I like to write only the very beginnings of only the shortest of stories. I then send them to my friends, quickly adding that this is the beginning of a story from The New Yorker. They are quick to notice the wit and skill that must have gone into the writing of such a story. After all, The New Yorker only produces stories written with such wit and skill. I have been doing this now for several years.
I can't entirely remember when I decided that The New Yorker was the only publication in which I was destined to find my name. I do know that I associate it with the name Salinger. According to my memory, he had tried for nearly ten years to get a story published in the magazine before he was finally accepted. There was no other magazine for him. And so there would be no other magazine for me. This was my singular prologue to my writing, and my response to every invitation for inferior student publication.
Thus, I donned the costume of the Quixote archetype, with The New Yorker as my windmill. Every new "Fiction" piece was more laughable than the last. Every introduction to one of my stories more genius. On my desk was a countdown to ten years. Smaller attacks - submissions of poetry - were fended off by the giant without even a glance in my direction. Soon, Salinger was not enough inspiration. Gore Vidal had a book published at nineteen. On my nineteenth birthday I felt vindication (though I'd not even begun a novel). As my twentieth birthday approached, I began to reach a point of crisis.
Would it have been smart to take a deep breath and reacquaint myself with The Catcher in the Rye?
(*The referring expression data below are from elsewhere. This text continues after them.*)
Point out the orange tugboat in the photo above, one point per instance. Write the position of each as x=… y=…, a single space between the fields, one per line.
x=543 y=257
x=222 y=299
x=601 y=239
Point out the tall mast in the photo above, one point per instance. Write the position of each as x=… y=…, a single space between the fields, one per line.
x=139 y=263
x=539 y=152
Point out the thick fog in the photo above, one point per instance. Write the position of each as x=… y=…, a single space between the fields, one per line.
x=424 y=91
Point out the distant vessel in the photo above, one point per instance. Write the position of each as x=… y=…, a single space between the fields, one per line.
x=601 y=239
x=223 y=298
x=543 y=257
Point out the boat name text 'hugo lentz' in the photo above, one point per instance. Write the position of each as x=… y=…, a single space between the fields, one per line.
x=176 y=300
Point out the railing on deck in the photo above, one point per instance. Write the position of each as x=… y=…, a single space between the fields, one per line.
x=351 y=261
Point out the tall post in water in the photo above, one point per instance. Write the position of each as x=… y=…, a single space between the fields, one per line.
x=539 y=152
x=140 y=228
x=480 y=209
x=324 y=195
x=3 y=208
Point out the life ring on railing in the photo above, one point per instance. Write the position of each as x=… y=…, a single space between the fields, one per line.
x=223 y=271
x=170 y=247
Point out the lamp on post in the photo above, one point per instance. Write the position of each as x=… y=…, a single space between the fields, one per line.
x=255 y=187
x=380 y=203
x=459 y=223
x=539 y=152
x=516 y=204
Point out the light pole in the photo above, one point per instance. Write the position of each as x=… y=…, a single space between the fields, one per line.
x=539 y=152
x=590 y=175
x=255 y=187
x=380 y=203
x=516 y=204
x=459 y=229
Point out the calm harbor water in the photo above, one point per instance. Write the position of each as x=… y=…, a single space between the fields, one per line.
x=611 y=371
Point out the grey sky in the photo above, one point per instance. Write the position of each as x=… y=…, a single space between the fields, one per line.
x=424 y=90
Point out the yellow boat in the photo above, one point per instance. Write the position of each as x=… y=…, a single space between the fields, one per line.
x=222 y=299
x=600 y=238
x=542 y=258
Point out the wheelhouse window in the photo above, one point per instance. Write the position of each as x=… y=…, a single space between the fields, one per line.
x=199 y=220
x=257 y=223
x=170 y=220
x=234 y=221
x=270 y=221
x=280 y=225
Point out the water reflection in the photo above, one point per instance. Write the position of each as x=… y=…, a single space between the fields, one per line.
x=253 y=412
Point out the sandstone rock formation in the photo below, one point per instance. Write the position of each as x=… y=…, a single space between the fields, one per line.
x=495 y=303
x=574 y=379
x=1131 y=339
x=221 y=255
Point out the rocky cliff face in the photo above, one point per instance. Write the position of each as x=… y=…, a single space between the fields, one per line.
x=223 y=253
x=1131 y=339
Probably. Instead I began another intense series of short beginnings to short stories. It started as a warmup, a supposed prelude to my magnum opus. Unfortunately, I had no opus. I had beginnings. And this was the only thing I knew how to do. Several years into the Salinger goal-time and all I'd managed to learn was beginnings. What about middles? What about ends? The mere thought of climaxes and turning points was laughable. Suddenly Nick Hornby was on my shoulder, whispering that "only people of a certain disposition are frightened of never being published in The New Yorker before their twentieth birthday." And I was of that disposition.
Things would only get worse from here, I thought. Fear would turn to complacency. Soon enough, I would become one of "those people." I would become one of the almost-shaven, twenty-six year old men in a crowded subway station heading back from a pointless job to a loveless marriage. I would become some hobbyist hack sitting at a vintage typewriter, contributing editor to the "Dreamcatcher Poetry Zine." Ten thousand empty pages later I would be seventy-six, relaying the only sad story I knew to my grandchildren; but they would only hear a senile old man asking them what they thought of this beginning to this story from The New Yorker.